There are many lovely things about Korea but there's no way in hell I'd ever risk raising a multiracial child here.

Roboseyo said...

Thanks for your perspective!

As a "newbie" expat, things like the MBC-video can be confusing (& a pain, because of the worry their explosion on FB inevitably causes one's family & friends back home!).
Of course, none of us come here expecting to find the Land of Milk & Honey, but it's still unsettling. Knowing that people with these extreme views exist caused me (for a while) to suspect every frowning/staring ajuma/ajosshi of judgement... & I'm sure that blocked the way to some positive/meaningful interaction with some of them.

Roboseyo said...

I love the part of the film that mentions how many Korean women try to meet foreign men to learn English.   I know that when I go to a bar, It's because I want to teach English to people.   They really got our numbers in this piece. 

I recommend that people watch Love in Asia.  That puts a more positive spin on South East Asian sex trafficking.

Roboseyo said...

 Actually you are wrong there.  My multiracial kid gets a kind of beneficial racism thrown his way.  College girls swoon over him.  He is kind of like the Korean version of young Pootie Tang.

Roboseyo said...

Thnanks Msleetobe. If you ask me, that is the way to deal with this. Complain by the bucket load and then get on with your life. 

Roboseyo said...

I didn't show her. I think as soon as I commented that it would be a waste of time. She has her own opinions and doesn't need further justification. 

Roboseyo said...

"Meet Babyseyo. I don't want him to grow up in a country that tells him his mother was a victim of his father."

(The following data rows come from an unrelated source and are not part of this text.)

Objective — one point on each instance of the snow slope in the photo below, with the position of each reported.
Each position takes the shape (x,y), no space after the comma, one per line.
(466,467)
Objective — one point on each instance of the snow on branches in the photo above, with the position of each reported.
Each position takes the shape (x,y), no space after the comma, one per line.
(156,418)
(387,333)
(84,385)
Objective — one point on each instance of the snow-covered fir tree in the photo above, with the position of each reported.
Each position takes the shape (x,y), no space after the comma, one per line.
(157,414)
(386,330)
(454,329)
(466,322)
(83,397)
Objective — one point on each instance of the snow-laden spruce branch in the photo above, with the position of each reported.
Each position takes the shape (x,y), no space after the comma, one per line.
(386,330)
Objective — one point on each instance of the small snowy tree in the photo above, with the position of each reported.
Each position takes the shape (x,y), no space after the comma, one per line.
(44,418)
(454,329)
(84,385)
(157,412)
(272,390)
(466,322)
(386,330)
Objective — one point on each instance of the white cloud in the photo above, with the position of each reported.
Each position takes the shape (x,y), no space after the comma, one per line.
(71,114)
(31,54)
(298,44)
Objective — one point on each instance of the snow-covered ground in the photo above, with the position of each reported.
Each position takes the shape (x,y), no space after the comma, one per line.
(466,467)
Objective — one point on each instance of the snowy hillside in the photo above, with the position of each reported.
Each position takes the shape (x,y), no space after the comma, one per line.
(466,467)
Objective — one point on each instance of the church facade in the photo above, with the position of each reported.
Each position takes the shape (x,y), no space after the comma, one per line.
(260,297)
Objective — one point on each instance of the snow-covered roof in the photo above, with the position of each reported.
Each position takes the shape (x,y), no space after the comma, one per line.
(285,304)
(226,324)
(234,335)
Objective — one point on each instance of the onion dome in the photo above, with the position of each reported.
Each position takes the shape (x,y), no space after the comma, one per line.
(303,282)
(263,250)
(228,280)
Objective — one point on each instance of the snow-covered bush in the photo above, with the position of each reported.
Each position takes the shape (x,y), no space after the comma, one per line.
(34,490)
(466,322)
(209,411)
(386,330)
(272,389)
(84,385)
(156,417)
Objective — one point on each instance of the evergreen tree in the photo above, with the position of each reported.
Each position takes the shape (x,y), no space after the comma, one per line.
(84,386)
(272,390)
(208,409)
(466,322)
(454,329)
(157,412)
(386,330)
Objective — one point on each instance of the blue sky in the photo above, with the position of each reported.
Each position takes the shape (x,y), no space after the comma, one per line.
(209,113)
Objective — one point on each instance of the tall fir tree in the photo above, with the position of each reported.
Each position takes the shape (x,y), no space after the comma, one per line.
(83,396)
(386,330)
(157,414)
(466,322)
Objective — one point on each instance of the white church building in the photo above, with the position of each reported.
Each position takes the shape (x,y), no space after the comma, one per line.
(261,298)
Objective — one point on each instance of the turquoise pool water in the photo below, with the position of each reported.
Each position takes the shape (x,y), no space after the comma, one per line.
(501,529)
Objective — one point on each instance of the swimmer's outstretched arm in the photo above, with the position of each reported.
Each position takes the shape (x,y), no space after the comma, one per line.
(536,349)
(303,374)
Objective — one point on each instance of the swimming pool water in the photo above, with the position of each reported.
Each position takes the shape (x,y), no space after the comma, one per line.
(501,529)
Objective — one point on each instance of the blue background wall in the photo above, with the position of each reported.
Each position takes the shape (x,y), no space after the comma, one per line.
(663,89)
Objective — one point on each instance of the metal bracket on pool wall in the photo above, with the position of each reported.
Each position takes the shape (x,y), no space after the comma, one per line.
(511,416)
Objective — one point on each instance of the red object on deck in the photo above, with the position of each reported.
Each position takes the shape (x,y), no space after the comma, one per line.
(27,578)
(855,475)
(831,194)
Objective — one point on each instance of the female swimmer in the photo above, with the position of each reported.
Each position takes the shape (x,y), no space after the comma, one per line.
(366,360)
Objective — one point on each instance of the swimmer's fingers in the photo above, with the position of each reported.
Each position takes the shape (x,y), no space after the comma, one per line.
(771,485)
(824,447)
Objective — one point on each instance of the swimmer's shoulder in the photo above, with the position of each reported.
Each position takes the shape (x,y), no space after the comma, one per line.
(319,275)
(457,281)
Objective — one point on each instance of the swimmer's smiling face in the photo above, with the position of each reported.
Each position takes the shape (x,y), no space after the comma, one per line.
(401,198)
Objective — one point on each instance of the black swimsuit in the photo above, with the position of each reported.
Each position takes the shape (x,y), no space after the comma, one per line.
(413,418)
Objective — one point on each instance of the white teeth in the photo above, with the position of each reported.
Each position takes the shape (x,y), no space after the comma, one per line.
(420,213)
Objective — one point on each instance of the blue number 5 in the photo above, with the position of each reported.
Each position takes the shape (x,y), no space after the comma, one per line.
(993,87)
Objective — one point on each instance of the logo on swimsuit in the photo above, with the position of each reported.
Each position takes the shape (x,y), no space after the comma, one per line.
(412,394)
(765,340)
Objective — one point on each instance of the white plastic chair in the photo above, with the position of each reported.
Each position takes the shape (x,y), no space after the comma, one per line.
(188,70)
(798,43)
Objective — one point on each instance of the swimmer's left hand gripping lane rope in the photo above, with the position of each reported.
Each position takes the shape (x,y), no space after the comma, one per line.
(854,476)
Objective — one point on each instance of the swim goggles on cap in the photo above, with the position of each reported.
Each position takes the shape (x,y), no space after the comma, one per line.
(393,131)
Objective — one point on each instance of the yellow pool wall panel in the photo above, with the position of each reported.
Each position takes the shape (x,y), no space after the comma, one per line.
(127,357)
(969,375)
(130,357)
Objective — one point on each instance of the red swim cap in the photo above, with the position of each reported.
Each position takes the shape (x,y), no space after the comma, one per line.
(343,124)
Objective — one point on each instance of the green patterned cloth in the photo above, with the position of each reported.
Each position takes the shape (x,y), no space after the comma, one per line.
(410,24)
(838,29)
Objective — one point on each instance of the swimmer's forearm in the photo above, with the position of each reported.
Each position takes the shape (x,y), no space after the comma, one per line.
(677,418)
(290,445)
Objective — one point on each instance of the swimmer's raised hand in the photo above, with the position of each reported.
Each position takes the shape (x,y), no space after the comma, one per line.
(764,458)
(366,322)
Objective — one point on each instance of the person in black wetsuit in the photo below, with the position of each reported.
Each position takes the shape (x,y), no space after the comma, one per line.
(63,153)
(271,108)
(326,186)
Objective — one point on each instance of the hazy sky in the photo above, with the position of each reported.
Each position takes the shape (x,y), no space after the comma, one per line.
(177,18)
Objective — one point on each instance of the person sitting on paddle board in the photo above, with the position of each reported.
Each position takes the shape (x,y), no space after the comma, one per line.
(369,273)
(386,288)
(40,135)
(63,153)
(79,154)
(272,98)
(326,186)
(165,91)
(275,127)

I hope he doesn't mind having videos posted of him on the internet either.

Roboseyo said...

He doesn't. I asked. I was like "Hey baby. Is it OK if I put this clip on the internet?"
and he was like "Cool."
then he pooped, like, EVERYWHERE.

Roboseyo said...

I'd be interested in seeing that video.

Roboseyo said...

 Your kid is beautiful, obviously, but c'mon -- I'm talking about the choice between daily ridicule from fellow students and teachers as a "half-breed" or the delightful option of enrolling in a "foreigner ghetto" type of school.

Roboseyo said...

 Foreigner ghetto schools are actually too expensive, they generally cost about thirty thousand bucks a year.   Of course I worry about students and teachers ridiculing him, but that's usually how schools are in any country.  There always might be the chance that a kid will get bullied for racial reasons, but their also might be the chance that, that doesn't happen.  Besides, I live in the south where there are a lot of kids who are the products of Korean farmers and girls from Vietnam.  Those kids really have it rough, because they don't have the option of leaving. I get your point though, I don't intend to stay here for his middle school years.  I hope that my setting the example of not being afraid can be passed to him.  I believe in him, and I believe that he can deal with the adversity if there is any.  Besides, I've got his back, and that is a good thing since the other kids his age run away from me on the playground.

Roboseyo said...

there are two kinds of foreigner schools. there are the international schools, modeled after US or British schools, which are way expensive, and where the rich parents want to send their kids, to study in English and have a better shot at foreign university application. these are targeted at first world expats

then there are the foreign ghetto schools, where the poor or undocumented and underprivileged kids can go, because their moms didn't teach them to speak Korean well enough to avoid being bullied.
http://english.yonhapnews.co.kr/n_feature/2012/03/05/67/4901000000AEN20120305005900315F.HTML

very different.

Roboseyo said...

 How common are these foreign ghetto schools?   Also, there are the D.O.J. schools, but you have to work for the American government to go to those.

Roboseyo said...

I would love to know why these types of things are always about Non-Korean men with Korean women. I've never once seen something about Korean MEN with Non-Korean women, such as myself, an American. Interesting.

Roboseyo said...

fantastic baby laugh.   definitely think you're on point about the video. any progress on that?